Spray cooling heat transfer — Test and CFD analysis

Abstract

Spray cooling of high temperature surfaces subject to large internal heat generation is analyzed by computational fluid dynamics (CFD) methods to determine heat transfer coefficients and the micro-physical details of coolant droplet-heated surface interactions governed by evaporative processes. A high speed, high magnification digital camera (6000 frames/sec) is used to provide test data for micron scale spray droplet size distribution and droplet velocity from a spray nozzle for different supply pressures for HFE 7100 and water coolants. Droplet test data are then applied to construct FLOW-3D CFD models [1] of numerous translating spherical droplets impacting a heated surface with internal volume heat generation and the transient, free-surface fluid dynamics and heat transfer processes computed. Transient, expanding/collapsing, chaotic coolant vapor regions generated by evaporative processes during successive multiple droplet impacts on flat and roughened surfaces sustaining large heat fluxes (from 30 to 300 W/cm2) are generated from the CFD solutions and shown to reproduce qualitative phase transition features observed from test photography. A computer program is provided to calculate heat transfer coefficients for different combinations of coolant droplet size, droplet velocity, droplet spatial distribution in nozzle sprays, heat flux magnitude, evaporation temperature and coolant flow rate incorporating the thermophysical coolant and wall properties for both flat and surface roughness cases.
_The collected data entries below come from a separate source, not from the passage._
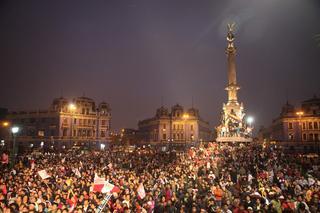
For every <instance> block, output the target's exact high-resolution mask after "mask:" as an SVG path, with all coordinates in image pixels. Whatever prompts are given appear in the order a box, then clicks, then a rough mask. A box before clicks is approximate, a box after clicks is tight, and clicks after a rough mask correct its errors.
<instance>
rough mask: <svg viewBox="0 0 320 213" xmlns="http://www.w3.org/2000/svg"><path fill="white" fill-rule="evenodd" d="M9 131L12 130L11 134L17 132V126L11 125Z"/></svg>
mask: <svg viewBox="0 0 320 213" xmlns="http://www.w3.org/2000/svg"><path fill="white" fill-rule="evenodd" d="M11 132H12V133H13V134H16V133H18V132H19V127H17V126H14V127H12V128H11Z"/></svg>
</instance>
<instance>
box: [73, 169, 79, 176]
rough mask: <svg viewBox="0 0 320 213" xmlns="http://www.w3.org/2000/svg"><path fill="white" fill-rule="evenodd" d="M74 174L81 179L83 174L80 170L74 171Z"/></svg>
mask: <svg viewBox="0 0 320 213" xmlns="http://www.w3.org/2000/svg"><path fill="white" fill-rule="evenodd" d="M73 173H74V174H75V175H76V176H77V177H81V173H80V171H79V169H77V168H76V169H74V170H73Z"/></svg>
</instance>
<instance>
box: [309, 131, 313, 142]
mask: <svg viewBox="0 0 320 213" xmlns="http://www.w3.org/2000/svg"><path fill="white" fill-rule="evenodd" d="M309 141H313V134H312V133H310V134H309Z"/></svg>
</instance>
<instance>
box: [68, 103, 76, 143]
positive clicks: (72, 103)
mask: <svg viewBox="0 0 320 213" xmlns="http://www.w3.org/2000/svg"><path fill="white" fill-rule="evenodd" d="M68 108H69V111H70V113H71V123H70V140H69V141H70V145H71V143H72V142H71V141H72V134H73V113H74V112H75V110H76V109H77V107H76V105H75V104H73V103H70V104H69V107H68Z"/></svg>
CFD results for a wide variety of droplet sizes, translation velocities, magnitudes of heat flux for flat and surface roughness patterns, coolant flow rates, coolant types and prescribed wall surface temperatures are used to provide physical insights into best ways to achieve maximum spray cooling heat transfer coefficients and avoid surface flooding and dry spotting. Use of high speed photographic micro-details of droplet impingement and evaporation structures on heated walls is made to qualitatively substantiate the CFD methodology by comparison of computed to test observations.